If I am remembering correctly, for our one-way conditions, we had added tendons for the cantilever condition and started them some distance into back span; tendon at jacking location was at slab centroid. We used Lenton form savers to lap bars across the pour strip when pour time came.

1a. If you are in a snow area - movement of the cantilever tip at the roof area can cause minor bumps at least and serious maintenance issues (future phone calls for you) at worst when snow plows drag their blade and begin chipping concrete at the pour strip. In a previous life we gave a general recommendation that the garage be maintained with rubber tipped plow blades to alleviate this concern.​

Check publications by PTI and within various structural engineer magazines -- there are some good guidelines out there on proper pour strip design that a google search should unearth.

 

[rapt]

As we do not know the details of the design you have done we can only comment on what could need to be looked at based on our experience with other people doing similar designs and point out the mistakes they have made!

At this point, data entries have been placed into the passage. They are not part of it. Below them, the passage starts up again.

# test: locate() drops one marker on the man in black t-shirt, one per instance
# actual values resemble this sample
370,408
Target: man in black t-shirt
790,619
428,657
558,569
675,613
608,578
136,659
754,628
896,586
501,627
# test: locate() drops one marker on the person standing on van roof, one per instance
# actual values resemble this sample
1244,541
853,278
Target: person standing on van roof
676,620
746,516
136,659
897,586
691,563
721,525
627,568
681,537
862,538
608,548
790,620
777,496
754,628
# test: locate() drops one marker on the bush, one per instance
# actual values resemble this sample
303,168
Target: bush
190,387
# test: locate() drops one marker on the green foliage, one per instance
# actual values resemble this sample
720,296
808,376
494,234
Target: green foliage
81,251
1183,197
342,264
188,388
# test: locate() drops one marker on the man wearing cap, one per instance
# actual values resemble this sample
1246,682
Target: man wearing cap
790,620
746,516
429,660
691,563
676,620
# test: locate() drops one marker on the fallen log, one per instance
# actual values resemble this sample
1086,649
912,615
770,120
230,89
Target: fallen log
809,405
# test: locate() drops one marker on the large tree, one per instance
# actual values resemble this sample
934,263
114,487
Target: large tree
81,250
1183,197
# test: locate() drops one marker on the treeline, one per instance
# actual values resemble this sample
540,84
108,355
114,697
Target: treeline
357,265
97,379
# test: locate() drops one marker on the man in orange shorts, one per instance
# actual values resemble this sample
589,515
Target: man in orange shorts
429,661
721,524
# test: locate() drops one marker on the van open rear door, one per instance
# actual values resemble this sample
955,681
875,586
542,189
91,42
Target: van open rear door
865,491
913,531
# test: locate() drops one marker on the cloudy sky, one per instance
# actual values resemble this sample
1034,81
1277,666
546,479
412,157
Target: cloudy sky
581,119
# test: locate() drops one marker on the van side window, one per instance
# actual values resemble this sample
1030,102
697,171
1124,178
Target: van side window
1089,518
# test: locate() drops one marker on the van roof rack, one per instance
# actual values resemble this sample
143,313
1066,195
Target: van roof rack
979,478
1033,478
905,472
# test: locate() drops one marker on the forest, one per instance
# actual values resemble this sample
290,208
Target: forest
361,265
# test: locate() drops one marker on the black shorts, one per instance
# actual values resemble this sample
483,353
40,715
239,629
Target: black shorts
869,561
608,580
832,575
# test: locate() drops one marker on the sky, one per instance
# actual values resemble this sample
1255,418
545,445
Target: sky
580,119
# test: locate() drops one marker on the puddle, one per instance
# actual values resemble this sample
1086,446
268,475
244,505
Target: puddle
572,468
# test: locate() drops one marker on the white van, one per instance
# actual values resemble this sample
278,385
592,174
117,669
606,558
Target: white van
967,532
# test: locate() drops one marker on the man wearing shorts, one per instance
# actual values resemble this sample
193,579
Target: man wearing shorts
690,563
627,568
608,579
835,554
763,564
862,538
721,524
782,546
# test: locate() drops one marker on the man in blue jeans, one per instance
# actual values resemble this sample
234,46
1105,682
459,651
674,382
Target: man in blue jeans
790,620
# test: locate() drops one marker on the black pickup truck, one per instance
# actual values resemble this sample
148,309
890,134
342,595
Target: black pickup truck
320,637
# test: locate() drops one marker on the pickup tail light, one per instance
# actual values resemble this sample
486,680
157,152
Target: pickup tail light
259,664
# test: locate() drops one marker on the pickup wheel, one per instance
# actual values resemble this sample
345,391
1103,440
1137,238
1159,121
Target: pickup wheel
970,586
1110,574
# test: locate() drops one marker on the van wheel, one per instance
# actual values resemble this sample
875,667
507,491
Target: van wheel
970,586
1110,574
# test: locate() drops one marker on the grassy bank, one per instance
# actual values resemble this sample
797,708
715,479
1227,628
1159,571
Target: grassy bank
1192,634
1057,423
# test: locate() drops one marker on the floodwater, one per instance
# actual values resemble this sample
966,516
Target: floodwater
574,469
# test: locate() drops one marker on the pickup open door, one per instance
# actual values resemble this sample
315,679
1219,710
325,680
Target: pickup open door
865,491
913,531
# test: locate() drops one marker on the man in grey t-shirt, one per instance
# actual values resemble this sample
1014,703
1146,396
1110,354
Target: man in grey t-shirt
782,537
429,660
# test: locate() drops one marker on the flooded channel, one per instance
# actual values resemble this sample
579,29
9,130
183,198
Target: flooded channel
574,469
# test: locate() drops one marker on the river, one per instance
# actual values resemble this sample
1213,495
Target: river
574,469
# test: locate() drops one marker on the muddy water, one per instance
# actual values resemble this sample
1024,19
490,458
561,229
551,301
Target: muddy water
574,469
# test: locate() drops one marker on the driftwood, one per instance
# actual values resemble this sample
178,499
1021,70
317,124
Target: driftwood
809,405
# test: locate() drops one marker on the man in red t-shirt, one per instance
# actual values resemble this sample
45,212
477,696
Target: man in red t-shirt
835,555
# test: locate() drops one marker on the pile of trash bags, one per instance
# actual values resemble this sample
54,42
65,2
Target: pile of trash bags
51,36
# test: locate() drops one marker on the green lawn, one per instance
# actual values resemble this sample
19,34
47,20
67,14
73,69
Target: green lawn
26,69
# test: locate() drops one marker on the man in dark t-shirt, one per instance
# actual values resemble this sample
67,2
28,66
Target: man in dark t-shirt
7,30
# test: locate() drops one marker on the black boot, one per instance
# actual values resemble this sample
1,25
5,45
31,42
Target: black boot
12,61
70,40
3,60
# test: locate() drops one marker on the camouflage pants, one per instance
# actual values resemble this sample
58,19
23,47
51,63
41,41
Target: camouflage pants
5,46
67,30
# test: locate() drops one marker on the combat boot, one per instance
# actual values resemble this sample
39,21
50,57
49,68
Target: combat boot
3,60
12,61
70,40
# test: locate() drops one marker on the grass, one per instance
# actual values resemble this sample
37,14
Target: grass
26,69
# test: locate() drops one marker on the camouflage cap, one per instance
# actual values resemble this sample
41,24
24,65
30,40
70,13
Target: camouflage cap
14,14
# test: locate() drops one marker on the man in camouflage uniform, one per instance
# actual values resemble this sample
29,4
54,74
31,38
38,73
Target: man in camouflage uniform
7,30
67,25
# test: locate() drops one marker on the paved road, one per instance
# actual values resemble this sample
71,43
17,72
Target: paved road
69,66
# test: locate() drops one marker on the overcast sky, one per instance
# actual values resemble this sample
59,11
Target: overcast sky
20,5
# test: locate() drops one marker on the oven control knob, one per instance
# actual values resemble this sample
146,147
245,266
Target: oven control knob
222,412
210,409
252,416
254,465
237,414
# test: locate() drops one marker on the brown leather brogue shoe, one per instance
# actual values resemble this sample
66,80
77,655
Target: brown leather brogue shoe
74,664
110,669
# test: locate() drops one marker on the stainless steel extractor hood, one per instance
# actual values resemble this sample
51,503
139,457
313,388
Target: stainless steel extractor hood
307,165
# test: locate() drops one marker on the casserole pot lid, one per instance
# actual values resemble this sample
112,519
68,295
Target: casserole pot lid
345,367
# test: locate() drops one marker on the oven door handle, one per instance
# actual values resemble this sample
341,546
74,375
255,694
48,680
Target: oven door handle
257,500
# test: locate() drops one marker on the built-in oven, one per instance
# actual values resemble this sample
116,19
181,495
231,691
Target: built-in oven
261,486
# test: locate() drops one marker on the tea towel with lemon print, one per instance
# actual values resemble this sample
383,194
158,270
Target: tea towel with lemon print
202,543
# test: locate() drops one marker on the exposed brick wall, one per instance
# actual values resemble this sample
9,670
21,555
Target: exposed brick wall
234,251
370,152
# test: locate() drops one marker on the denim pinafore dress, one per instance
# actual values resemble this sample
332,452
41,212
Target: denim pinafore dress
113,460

In Australia, you would never do a 30' end span with an 8" flat plate slab (even if you converted it to sensible units)! The amount of prestress to make deflections work would not be economical. Punching would be a worry too and we would also be worried about vibrations with that span/depth in a parking garage.

Yes, you will get more deflection because of the terminating tendons at the centroid, but you will a lot more increase in deflection from the RC pour strip joining the PT slabs together. And positioning it at mid span will give the worst effect.